Cagliari Il successo politico è una complessa alchimia di cui ha imparato a conoscere i segreti in 30 anni di esperienza. Portano la sua firma le vittorie del governatore dell’Emilia Romagna, Stefano Bonaccini alle elezioni del 2020 e quella della neo presidente della Sardegna Alessandra Todde. Fabrizio Masia, 55 anni, spin doctor e sondaggista, dal 2021 amministratore delegato di Emg Different, costruisce candidati vincenti. Un lavoro da architetto della comunicazione che nei sondaggi ha le sue fondamenta. Nelle rilevazioni lui non vede solo numeri, ma mappe di informazioni preziose, tutte da decodificare e tradurre in elementi di una strategia di comunicazione. Nessun lavoro da stregone o da oracolo. Solo tanto studio e analisi.
Come è stato lavorare alla campagna elettorale della presidente Todde?
«Sono stato chiamato inizialmente a novembre per avere una prima panoramica delle forze in campo, a livello di candidati, di liste e a livello di immagine dei profili del centro destra che si sarebbero potuti presentare. Già allora c’erano le indicazioni che, nonostante la presenza probabile di Renato Soru, che all’epoca non era ancora certa, la candidatura di Todde era una buona candidatura. A gennaio abbiamo fatto un’altra rilevazione che confermava quella sensazione, con un Soru che stava scendendo nel consenso in termini di gradimento del popolo sardo. Siamo poi stati chiamati a dare un contributo in termini di strategia elettorale e comunicazione nell’ultimo mese e negli ultimi giorni di campagna elettorale, che sono poi quelli determinanti per la conservazione del voto già acquisito o per allargare il consenso in termini territoriali».
In che modo vi siete mossi?
«Con un lavoro che ha consentito di individuare i comuni in cui era importante puntellare la presenza e rafforzare la comunicazione a tutti i livelli. Ma anche i contenuti, i grandi temi, quelli che scaldano il cuore ma soprattutto sui quali bisogna dare delle risposte celermente perché sono macroscopicamente lacunosi rispetto alle aspettative dei cittadini».
Nel 2020 ha curato la campagna elettorale del presidente Bonaccini. Gli ha persino cambiato il look.
«Non è proprio così. Diciamo che per motivi di salute il presidente Bonaccini era dimagrito e complice questo, aveva optato per un cambio di look che noi abbiamo approvato, ritenendolo idoneo a ben rappresentare l’immagine della sua regione e delle diverse sensibilità emiliano-romagnole. Ovviamente l’immagine è solo un elemento della strategia di comunicazione».
Torniamo alla presidente Todde.

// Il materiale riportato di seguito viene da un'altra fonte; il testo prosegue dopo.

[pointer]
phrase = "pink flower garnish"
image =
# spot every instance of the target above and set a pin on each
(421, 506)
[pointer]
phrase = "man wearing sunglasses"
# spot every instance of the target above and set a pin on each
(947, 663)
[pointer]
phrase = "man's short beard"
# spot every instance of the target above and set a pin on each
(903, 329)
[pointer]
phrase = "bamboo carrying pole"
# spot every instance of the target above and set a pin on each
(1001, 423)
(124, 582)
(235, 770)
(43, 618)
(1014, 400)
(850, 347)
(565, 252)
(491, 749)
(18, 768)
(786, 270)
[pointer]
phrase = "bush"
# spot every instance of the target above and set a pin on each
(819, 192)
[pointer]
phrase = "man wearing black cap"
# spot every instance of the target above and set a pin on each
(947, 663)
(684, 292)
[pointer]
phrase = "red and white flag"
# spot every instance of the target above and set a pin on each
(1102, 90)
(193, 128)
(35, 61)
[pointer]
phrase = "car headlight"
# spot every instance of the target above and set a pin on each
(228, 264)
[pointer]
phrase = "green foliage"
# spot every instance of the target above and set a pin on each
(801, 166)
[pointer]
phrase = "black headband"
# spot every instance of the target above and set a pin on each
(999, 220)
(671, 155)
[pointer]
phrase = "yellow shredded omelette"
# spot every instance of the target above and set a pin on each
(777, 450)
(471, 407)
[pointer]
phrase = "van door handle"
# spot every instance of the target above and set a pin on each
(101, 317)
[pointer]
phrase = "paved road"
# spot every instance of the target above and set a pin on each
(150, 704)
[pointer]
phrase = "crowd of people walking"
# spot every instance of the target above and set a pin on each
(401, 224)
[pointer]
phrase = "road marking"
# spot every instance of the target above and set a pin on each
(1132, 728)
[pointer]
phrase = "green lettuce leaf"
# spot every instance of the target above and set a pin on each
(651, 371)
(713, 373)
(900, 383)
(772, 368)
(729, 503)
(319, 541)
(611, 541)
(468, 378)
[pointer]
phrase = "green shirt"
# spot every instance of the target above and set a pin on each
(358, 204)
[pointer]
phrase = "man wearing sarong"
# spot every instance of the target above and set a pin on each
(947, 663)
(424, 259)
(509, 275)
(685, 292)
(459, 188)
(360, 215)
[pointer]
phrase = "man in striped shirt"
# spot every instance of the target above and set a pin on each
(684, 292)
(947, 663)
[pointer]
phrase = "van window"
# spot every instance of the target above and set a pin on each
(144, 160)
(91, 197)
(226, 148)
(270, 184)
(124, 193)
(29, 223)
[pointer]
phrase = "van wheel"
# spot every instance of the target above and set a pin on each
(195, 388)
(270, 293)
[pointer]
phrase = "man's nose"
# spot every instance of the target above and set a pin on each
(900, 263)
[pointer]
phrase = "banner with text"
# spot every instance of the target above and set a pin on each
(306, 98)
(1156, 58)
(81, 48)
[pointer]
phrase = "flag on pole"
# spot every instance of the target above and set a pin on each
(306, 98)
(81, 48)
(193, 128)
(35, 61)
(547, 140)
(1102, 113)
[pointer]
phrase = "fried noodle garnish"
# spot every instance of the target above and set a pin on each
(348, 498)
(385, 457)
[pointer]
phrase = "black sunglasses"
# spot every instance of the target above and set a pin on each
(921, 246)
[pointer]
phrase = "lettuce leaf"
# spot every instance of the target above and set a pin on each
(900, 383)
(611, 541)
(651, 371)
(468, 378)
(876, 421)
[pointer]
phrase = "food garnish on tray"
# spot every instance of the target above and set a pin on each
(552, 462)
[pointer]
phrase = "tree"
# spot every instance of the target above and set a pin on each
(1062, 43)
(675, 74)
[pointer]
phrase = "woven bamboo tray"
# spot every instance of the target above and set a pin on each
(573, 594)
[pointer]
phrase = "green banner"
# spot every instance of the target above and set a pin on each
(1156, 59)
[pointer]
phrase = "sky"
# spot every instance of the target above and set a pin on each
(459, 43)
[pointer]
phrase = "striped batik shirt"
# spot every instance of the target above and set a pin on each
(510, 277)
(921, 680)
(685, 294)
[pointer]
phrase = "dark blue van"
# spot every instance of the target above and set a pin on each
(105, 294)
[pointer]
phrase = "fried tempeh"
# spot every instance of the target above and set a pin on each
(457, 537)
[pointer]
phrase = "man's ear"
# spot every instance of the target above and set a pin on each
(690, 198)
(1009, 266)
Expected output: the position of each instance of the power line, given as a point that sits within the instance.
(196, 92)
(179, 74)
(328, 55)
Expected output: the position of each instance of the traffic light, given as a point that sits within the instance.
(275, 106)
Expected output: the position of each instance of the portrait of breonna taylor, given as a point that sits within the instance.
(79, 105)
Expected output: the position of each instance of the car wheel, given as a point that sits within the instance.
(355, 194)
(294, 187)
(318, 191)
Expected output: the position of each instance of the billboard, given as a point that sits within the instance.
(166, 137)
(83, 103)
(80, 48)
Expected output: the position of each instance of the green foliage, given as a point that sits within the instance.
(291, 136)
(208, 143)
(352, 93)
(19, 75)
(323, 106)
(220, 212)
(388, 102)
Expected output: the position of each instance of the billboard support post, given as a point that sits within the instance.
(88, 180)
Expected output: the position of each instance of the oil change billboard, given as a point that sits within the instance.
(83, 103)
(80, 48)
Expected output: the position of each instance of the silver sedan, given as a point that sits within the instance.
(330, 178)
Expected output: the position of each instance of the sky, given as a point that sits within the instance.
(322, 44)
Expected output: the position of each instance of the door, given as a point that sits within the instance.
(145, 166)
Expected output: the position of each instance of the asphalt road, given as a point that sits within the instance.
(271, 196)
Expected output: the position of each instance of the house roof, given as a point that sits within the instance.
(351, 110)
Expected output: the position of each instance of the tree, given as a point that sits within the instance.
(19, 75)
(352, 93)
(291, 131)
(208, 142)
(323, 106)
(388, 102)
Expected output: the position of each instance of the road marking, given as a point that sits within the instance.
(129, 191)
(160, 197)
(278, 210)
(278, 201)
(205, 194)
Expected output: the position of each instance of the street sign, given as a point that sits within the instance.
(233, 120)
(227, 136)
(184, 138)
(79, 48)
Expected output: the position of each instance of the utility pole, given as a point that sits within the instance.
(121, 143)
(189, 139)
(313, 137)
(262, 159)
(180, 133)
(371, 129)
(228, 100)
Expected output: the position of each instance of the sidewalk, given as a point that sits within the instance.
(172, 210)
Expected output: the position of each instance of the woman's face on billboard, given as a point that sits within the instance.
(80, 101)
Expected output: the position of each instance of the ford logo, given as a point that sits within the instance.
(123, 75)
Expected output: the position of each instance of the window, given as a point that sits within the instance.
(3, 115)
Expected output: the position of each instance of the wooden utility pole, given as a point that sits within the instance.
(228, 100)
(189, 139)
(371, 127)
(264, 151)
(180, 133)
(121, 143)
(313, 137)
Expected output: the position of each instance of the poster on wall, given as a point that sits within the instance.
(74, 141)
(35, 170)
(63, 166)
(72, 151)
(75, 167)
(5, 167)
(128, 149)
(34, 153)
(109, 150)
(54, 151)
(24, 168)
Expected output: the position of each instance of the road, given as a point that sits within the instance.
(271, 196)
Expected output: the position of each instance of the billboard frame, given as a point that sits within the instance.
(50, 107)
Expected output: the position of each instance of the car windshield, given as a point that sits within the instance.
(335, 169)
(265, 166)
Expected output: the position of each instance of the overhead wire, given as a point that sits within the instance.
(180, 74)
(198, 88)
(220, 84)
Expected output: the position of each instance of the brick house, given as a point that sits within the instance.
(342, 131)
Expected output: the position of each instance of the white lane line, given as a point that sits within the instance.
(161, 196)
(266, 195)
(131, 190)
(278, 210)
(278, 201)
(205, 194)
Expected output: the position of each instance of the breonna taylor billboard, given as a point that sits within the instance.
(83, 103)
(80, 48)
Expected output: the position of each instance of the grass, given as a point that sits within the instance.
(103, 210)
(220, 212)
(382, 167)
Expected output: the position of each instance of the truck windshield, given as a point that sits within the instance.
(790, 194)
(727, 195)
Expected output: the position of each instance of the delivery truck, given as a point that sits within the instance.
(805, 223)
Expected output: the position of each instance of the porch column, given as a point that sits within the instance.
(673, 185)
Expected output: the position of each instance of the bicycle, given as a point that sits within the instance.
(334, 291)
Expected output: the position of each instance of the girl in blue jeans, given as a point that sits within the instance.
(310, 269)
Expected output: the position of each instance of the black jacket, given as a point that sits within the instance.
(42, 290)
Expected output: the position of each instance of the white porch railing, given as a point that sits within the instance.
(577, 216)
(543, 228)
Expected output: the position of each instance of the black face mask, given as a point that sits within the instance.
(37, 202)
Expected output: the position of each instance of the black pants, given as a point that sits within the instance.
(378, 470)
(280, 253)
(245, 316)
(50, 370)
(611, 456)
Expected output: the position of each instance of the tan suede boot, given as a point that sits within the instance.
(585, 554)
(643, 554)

A novembre, quindi tre mesi fa, aveva già dei punti di forza per essere la candidata vincente. Quali?
«Un buon livello di fiducia complessiva, non solo su tutta la popolazione, sull’area di centrosinistra e cinque stelle, ma anche sui centristi e sugli indecisi. Quello già indicava un buon potenziale. E poi a livello di immagine risultava molto credibile, competente, e queste caratteristiche, importanti in generale, lo sono a maggior ragione in una regione come la Sardegna che apprezza, forse più di tante altre l’aspetto di serietà, pragmatismo e volontà di risolvere i problemi delle persone, al di là degli aspetti estetici della comunicazione o della simpatia, che sono comunque importanti perché consentono di dare un aspetto di vicinanza e familiarità».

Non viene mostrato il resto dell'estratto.